Edward Roe is a thirty-year-old farmer from outside Roscrea who runs a 75-cow suckler farm in partnership with his father Leister.
Together, they keep eight pedigree Hereford cattle, of which the bulls are sold every year, while the heifers are kept for breeding. Edward also milks 230 cows, five days a week for his neighbour.
It was just last year that the Roes began AI'ing replacement heifers in the main herd to Aberdeen Angus and Hereford sires, as Edward completed a DIY AI course with Dúnmasc Genetics, which was sponsored by Skillnet through Macra Na Feirme.
The reason that Edward decided to do the course was to get the replacements from their own herd.
As it’s his first year doing DIY AI, Edward laughed: “I won’t be completely confident until scanning in September”.
The young farmer said that there had been year-round calving on their farm, but he would like to tighten this up to a 16-week calving period at first, then tighten further.
However, this will prove to be a long process as last year, he bought in-calve Simmental-cross-Friesian heifers; they had their Limousin-cross progeny at the end of April into the start of May.
The resulting progeny were high enough in the replacement index that Edward wanted to keep them as replacements. Unfortunately, this will result in late calving again next year.
“There’s an average of 200 cattle on the farm at any given time”, said Edward, who explained that they do all their own finishing. They plan to raise their suckler numbers to 100 by next year.
Edward had done dairying through Farm Relief Service (FRS) when he was younger because his father Leister already had an employee on the farm at that time.
Edward took employment in a local hotel, but it wasn’t for him. “I did meet my wife there, so it wasn’t all bad” grinned Edward who added, “being inside didn’t suit me”.
He then applied for an agricultural job in Canada, where he remained for three years. In fact, Edward could have chosen from offers in Australia, New Zealand, India and China, but Canada was the only one that operated as a beef farm.
“My job over there for the majority of the time during feedlot season was checking cattle and feeding them every day” explained Edward.
"That farm had 1,000 head of suckler cows that they calve down every year themselves and they had 10,000-acres of tillage, it wasn’t a small farm,” he joked.
It may have changed slightly since Edward was there three years ago and although he learned a lot, especially when it comes to training his eye for irregularities in the herd.
Many of their policies differ from those here in Ireland, and so a lot of practices wouldn’t transfer well.
Edward’s fiancée Marta followed him over to Canada and that is where they got married and had their first son.
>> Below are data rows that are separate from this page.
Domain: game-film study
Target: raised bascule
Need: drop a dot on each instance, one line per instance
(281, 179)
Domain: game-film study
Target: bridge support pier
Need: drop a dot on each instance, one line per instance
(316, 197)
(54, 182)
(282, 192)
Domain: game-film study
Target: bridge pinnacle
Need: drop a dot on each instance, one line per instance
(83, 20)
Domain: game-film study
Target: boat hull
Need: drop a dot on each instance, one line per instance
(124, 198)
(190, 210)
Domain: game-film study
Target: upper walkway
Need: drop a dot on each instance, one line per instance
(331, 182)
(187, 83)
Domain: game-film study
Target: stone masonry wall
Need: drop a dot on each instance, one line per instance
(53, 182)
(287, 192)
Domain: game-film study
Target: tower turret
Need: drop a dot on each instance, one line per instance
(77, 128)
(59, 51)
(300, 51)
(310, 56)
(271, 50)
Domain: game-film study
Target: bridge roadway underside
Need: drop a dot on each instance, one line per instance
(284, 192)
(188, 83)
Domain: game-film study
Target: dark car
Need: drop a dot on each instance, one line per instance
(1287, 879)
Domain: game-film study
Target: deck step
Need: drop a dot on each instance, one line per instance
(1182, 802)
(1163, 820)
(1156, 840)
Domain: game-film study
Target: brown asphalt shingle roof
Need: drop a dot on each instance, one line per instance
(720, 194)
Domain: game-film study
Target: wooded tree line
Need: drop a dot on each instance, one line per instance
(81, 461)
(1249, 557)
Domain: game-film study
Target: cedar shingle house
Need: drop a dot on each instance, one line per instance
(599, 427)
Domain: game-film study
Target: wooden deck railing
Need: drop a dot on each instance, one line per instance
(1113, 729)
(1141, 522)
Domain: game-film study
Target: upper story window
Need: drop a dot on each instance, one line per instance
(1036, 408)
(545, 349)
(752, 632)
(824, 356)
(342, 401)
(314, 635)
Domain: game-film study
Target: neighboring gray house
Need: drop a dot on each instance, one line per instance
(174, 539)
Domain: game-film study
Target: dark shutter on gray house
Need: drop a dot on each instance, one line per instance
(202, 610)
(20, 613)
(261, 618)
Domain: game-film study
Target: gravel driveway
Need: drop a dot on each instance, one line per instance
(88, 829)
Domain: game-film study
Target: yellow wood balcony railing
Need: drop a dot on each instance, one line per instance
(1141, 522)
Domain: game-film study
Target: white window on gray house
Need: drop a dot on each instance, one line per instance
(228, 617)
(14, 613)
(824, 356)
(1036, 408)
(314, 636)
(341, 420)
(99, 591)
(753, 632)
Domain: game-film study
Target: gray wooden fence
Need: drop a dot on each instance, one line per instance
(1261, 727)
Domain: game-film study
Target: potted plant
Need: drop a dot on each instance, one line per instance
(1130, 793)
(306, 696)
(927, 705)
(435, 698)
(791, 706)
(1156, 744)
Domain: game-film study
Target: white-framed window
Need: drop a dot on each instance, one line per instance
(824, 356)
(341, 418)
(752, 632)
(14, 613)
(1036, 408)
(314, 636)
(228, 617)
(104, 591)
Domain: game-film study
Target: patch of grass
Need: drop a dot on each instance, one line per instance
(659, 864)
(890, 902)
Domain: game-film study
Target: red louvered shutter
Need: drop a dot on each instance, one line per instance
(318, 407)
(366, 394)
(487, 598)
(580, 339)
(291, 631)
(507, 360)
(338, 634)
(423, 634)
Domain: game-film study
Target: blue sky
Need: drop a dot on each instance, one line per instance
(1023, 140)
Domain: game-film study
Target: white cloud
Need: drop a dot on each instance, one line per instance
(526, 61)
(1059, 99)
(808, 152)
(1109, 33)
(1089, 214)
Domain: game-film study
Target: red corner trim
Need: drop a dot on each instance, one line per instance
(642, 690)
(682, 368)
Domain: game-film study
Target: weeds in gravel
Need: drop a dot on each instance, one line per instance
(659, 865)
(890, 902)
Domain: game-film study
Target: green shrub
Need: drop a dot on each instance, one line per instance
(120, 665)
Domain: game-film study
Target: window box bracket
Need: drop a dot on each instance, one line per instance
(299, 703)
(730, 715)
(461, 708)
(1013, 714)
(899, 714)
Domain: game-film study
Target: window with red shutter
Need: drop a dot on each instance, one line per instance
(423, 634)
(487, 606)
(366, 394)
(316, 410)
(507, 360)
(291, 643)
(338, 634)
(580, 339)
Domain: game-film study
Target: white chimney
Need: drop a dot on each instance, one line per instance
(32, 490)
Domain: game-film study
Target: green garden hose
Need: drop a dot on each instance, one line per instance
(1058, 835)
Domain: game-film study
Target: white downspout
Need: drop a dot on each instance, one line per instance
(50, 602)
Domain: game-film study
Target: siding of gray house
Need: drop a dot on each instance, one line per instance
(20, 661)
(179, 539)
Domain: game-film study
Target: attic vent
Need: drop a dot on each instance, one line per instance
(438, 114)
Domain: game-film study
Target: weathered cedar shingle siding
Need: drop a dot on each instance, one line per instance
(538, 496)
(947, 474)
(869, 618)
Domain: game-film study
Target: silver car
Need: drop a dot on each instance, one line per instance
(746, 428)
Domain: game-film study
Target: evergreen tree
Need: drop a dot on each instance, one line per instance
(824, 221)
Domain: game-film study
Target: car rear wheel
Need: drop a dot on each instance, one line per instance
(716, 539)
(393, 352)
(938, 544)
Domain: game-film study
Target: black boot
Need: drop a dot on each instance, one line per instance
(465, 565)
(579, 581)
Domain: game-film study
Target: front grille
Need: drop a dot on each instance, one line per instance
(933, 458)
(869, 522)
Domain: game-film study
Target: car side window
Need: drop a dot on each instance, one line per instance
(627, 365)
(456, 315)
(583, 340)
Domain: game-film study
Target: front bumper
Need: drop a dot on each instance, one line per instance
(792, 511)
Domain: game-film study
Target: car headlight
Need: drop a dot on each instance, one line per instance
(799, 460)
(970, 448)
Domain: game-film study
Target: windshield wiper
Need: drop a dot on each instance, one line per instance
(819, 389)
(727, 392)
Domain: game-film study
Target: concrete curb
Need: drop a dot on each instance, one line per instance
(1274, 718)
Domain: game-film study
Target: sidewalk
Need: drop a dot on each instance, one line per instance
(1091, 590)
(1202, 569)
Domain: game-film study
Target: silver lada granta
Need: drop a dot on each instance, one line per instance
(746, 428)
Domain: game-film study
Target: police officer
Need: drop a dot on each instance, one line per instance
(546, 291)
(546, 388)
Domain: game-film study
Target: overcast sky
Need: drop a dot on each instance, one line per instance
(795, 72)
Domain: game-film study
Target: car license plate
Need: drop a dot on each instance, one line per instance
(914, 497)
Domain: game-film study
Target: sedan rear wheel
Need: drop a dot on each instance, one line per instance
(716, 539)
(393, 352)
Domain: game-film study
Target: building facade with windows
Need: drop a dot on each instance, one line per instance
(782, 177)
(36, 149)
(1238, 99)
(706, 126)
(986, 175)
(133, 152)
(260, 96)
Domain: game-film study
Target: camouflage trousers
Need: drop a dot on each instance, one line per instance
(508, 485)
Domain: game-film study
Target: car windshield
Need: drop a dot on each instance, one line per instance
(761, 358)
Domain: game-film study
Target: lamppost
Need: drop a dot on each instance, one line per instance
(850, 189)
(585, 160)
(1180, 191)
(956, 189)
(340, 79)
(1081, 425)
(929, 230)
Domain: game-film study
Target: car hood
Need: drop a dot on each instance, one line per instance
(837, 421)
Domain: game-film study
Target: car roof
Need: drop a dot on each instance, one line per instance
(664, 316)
Such was the welcome that Edward received, one of his bosses was the best man at the wedding.
While the couple were happy in Canada, Edward’s grandmother sadly passed away while they were home on holiday, and they decided that they would rather be close to their relatives, although Marta has farther to go as she’s from Poland.
Since his return from Canada, Edward has taken on the strip-grazing system of grassland management and had started to cut bigger fields into paddocks and streamline the animals.
They now keep the finishing heifers in one paddock and keeps the yearlings in the next. They have been improving the drinking systems and there has been a noticeable improvement in the herd.
Every morning, Edward uses his neighbour’s newly installed 44-unit Wycatto rotary parlour to milk the 320 cows. He enjoys the milking; however, he explained that Leister used to milk cows when Edward was a child, up until 2002, but given the opportunity to go back into dairy, he wouldn’t take it.
“I don’t like the idea of being married to the parlour,” said the young father. He has two sons; the eldest, Anthony is four-years-old and Adam is just five months.
"With the kids being so small, it’s nice to just pick up in the evening and go off somewhere,” said Edward.
Little Anthony just loves his farming upbringing as he has been helping his dad bottle-feeding an Angus calf that was bought with Anthony in mind.
"I’m looking forward to the next few years, growing the herd a little bit - that’s the plan anyway,” Edward concluded.